Build in the easy runs
Of course, the mistake you can sometimes make when increasing the work rate is the temptation to want to keep doing it. Adrenalin is addictive. Don’t be afraid to run at a much slower pace and build in 1-2 easy runs a week.
Rest is also important and it’s how we make strides of improvement, but the easy runs also allow your body to be conditioned to more back-to-back running at a threshold that is acceptable and doesn’t put too much strain on the body.
Similarly, go easy in your long runs. Many people make the mistake of running their long runs too hard initially, which could blow out there next week’s training.
Adapt to change
When you sign up for a race, the temptation is to map out an entire program for the duration of your training. I know – I used to do it. The reality though is that things change, injures happen and so does life. Running isn’t front and centre of your life, there’s work, family and holidays to be had too.
Planning too far ahead can also set you up for failure by not meeting all of your training targets. It’s extremely hard to say what it is you’re going to be doing 12 weeks from now because so many other variables come into play. Our advice would be to take your training on a week by week basis, or perhaps every two weeks. Some people even plan their training in 10 day or 3 week blocks. The point is that trying to plan too far in advance can be very difficult unless you’ve decided to make running your career and sole focus. However we also understand that everyone is different, so if planning big blocks works for you, then great – but just be open to change and what life throws at you.
See the bigger picture
While we recommend planning your training in small bite-sized blocks, it’s important that the bigger picture doesn’t get lost too. If you’ve set yourself a goal race that’s 50kms (30 miles) for example, you need to think about what it’s going to take to be prepared for that race and the amount of miles you need to put in. I have a general rule of thumb that if I’m making a 50km race my big goal for the year, I know I need to put do at least 1,000-1,200kms of training for that race. If it’s a 100 miler, then my block should be around 2,000-2,500kms plus of training.

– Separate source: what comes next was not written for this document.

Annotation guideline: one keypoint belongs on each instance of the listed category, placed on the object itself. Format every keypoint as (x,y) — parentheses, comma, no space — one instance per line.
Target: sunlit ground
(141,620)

Then if it’s run with lots of ascent and descent too, I need to factor in the amount of vertical I think needs to be completed to get myself properly conditioned. There’s no rule of thumb here, it’s all about personal preference and what you think you need to do to get the result you want. As a guide for the recently held Six Foot track (45km) here in Australia (1,400m / 2,000m elevation/decent) I made a goal of doing 30,000m+/- in my training. If I were doing something with more serious elevation/decent, again I’d up that considerably.
When you sign up for a race, start wide and far, then refine into bite-sized chunks that will see you deliver on that program.
We hope that helps you with some considerations for when you’re putting together your next plan. If you’ve any tips or pieces of advice to share, we’d be more than happy to hear them to help others reading this.